QuantumScape is forecast to grow revenue from under $1M in 2026 to $545M in 2028 as it commercializes QSE-5 solid-state batteries and begins licensing to Volkswagen and other automakers; the stock trades at a $3.9B market cap (~7x 2028 sales) with an expected shift toward higher-margin licensing. ChargePoint operated 385,000 charging ports at fiscal‑2026 year‑end (access to 1.37M+ via roaming), active users rose 8% to 1.48M, and analysts expect revenue to climb from $411M to $590M by 2028 (~13% CAGR); its market cap is roughly $125M, trading at under 1x current sales.

Analysis

QuantumScape’s roadmap is a tech-licensing optionality play more than a battery factory story — that subtlety matters for winners and losers. If licensing scales, profit pools shift toward IP owners, tooling suppliers (dry electrode, lithium-metal handling equipment) and materials licensors while large-cap cell builders that front-loaded gigafactory capex see lower-than-expected returns; OEMs that secure early licensing deals (and the supply chains they bring) will gain a durable cost advantage. ChargePoint’s expanding footprint is creating a two-sided market dynamic: hosts capture site-level economics while the network captures recurring software/roaming revenue, but the real margin lever is utilization — incremental utilization converts infrastructure capex into recurring margin at very high IRR. Key risks are timing and proof points. For QuantumScape the single biggest value-derailer is a delayed or low-yield ramp: each 6–12 month slip in automotive qualification compounds licensing revenue deferral and forces re-rating; independent cycle-life and safety certifications are binary catalysts within an 18–36 month horizon.

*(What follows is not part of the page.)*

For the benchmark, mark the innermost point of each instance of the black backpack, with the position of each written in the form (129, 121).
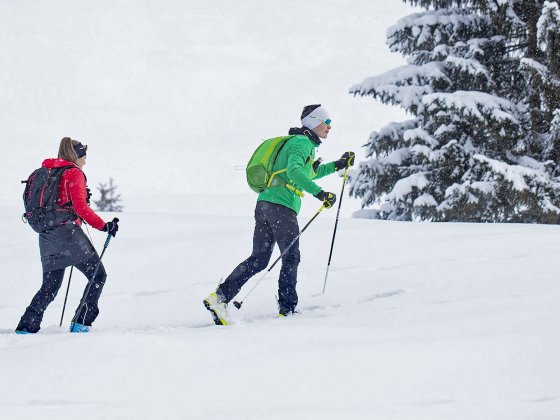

For ChargePoint the short-run risk is utilization and financing: sub-30% monetized utilization or a need to raise equity at distressed multiples can wipe out the narrative even while ports grow; near-term catalysts to watch are large fleet hosting contracts, meaningful growth in roaming take-rates, or new public charging subsidies. The consensus underappreciates asymmetric upside from IP-led commercialization and overestimates the inevitability of captive OEM networks crowding out independent hosts. That makes structured, time-limited long exposure attractive: you want to own convexity into VW/third-party licensing announcements while hedging calendar risk and funding positions from write-ups on incumbent EV ecosystem winners. For ChargePoint, treat equity exposure as conditional on improving utilization metrics and proof of positive contribution margins at scale — otherwise size with tight downside protection.